Вопрос Теодора Адорно: «Возможна ли поэзия после Освенцима?» — это крутой риторический выпад, который раз за разом сам себя снимает и снова воскресает. Потому что это очень простая мысль, которая в разных формах приходит ко всякому человеку. Ведь и освенцим никуда не делся (только перевернулся), и формальное бессилие поэзии перед ним всё так же очевидно.
Пауль Целан и Петре Соломон в Бухаресте в 1947 году
Тут совпадают два простых рефлекса: во-первых, рефлекс хорошего человека, который не понимает, как можно писать какие-то там стишки, когда вот тут вот — смотрите — людей мучают пытают режут расстреливают распинают травят бомбят расщепляют, а во-вторых, рефлекс вины поэта, который искренне считает «духовную позицию делом своей жизни», но «ближним хочется чего-то поощутимей» (это я цитирую Останина). Ну и, собственно, непонятно, так ли уж духовна позиция невидения неслышания неговорения о зле. Не хочется никому подлость совершать, а приходится, потому что социальная инерция толкает в какую-то позу, к какому-то ответу (а правильного нет). Реакцию ведь надо поставить какую-то.
Но если виноватиться и реагировать, виноватиться и реагировать, виноватиться и реагировать, тогда потеряются две важные установки.
Первая: поэзия — это вообще единственная форма речи, которая может поставить вопрос об освенциме, потому что любая другая форма, претендующая на это, — это десакрализированная этика, которая жизни людей, зверей и улиц переводит в цифры, типа давайте сопоставим даты явки числа погибших и квадратные метры поражения и решим, кто прав и куда ползёт змея. Это всё чушь и пропаганда, это так не работает. Есть уровень конкретных физических действий, которые нужно делать, если есть возможность.

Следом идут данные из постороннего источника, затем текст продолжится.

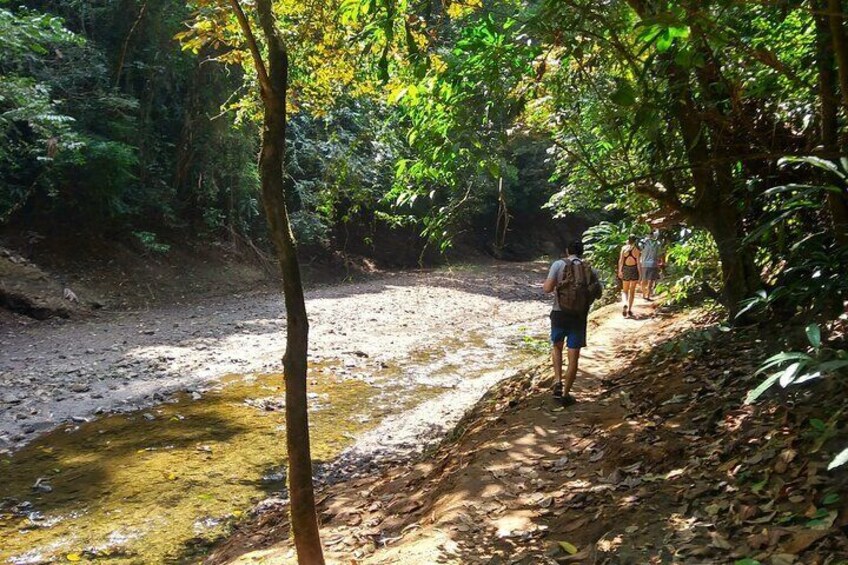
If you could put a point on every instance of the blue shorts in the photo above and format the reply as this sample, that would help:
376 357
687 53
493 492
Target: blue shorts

Поэзия же — это взгляд, это рамка, внутри которой зло разоблачает себя как безобразное, то есть работает эстетический критерий, фундированный универсальной истиной.
Вторая: поэзия спасает в эпицентре ужаса и в случае выхода из него, потому что она ещё и вектор. Поэзия торит дорогу, так как бежит вовне. Примеров спасения много. Есть в мире вещи и события, которые конвертируются только в стихи и в смерть. А так, конечно, борьба руками или риторика ртом — это куда более юсфул, чем молитва или поэма. Но это разные модусы работы с реальностью, и первое без второго превращается в мёртвый груз, в механическую агонию.
В бесконечных попытках разобраться то с эллинами, то с иудеями, легко забыть о главном — о том, как прервать (не приняв) эстафету освенцима.